Once thought to be a children’s holiday, Halloween is now almost as popular with adults. According to Nicholas Rogers, author of Halloween: From Pagan Ritual to Party Night, “Halloween at the end of the millennium has become a major party night for adults, arguably the most important after New Year’s Eve. . . . The amount of money spent on Halloween has more than doubled in the last decade, making it the second retail bonanza after Christmas.”


Halloween is a corruption of All Hallows Eve, which is observed the night before All Saints Day (All Hallows Day). Like other Christian holy days, Halloween was adapted from a pagan holy day, in this case the Celtic feast of Samhain (pronounced sow-end). On Samhain, the Celts believed, the spirit world and the mortal realm come into close contact and spirits can slip out of their domain in order to visit us. The ancient Celts tried to ward off the Samhain spirits by offering them gifts or scaring them away with jack-o-lanterns. Others dressed up in fantastic costumes to impersonate and confuse the wandering spirits.


In Another Mother Tongue, her cultural history of our peoples, Judy Grahn wrote about Halloween and its significance to us. Halloween, Grahn wrote, is a special holiday for GLBT people, who in many societies served as priests, witches, shamans, healers and intermediaries between the mortal and spirit worlds, “Impersonating a spirit is the only safe way to travel outdoors on Halloween.
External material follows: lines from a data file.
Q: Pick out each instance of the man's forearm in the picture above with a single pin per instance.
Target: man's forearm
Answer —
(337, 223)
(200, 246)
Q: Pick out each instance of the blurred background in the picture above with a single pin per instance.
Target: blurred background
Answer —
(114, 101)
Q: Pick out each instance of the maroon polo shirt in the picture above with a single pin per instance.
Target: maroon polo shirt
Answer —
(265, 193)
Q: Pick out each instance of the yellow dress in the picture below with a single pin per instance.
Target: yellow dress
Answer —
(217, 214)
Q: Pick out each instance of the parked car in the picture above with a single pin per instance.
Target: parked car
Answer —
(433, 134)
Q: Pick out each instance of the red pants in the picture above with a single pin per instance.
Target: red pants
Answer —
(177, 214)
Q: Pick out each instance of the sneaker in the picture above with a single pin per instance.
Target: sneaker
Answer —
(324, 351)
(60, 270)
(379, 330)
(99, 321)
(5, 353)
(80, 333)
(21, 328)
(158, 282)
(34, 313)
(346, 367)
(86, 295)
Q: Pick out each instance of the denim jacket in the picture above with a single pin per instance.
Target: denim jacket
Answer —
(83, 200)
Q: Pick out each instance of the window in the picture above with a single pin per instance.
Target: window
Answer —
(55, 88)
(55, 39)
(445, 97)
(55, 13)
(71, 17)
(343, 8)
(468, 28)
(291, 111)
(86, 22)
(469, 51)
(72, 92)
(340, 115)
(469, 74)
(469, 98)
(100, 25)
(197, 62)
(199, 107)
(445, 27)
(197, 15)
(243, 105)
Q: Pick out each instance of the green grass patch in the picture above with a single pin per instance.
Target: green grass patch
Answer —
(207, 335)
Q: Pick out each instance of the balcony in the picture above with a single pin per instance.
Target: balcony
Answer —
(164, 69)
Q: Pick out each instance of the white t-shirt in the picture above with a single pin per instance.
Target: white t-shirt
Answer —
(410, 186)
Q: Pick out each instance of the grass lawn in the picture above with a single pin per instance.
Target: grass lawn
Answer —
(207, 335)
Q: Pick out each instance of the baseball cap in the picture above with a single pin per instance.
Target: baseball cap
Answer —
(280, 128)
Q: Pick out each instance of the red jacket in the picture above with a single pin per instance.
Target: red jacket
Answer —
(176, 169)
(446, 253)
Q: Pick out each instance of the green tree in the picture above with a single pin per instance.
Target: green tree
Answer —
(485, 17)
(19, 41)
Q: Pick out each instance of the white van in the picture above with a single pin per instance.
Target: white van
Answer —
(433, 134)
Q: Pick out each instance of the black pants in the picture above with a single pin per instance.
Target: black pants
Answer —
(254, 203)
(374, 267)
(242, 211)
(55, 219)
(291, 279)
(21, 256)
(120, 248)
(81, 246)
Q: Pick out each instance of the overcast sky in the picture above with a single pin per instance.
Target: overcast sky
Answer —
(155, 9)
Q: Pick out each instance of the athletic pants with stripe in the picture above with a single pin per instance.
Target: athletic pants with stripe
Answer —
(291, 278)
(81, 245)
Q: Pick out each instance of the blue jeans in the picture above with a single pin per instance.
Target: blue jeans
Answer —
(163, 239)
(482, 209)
And who could better imitate spirits than the gay people whose traditional priestly role required just such intercourse with the spirit world? . . . The qualities of impersonation,” Grahn concluded, “and the dangerous business of crossing over from one world to another help explain why Halloween is the most significant gay holiday.”


Though the Protestant reformers tried to suppress All Hallows Day observances as being both pagan and papist, Halloween emerged as a secular holiday during the 19th and 20th centuries. And while Halloween is enjoyed by everyone, “it has been the gay community,” Rogers tells us, “that has most flamboyantly exploited Halloween’s potential as a transgressive festival, as one that operates outside or on the margins of orthodox time, space, and hierarchy. Indeed, it is the gay community that has been arguably most responsible for Halloween’s adult rejuvenation.”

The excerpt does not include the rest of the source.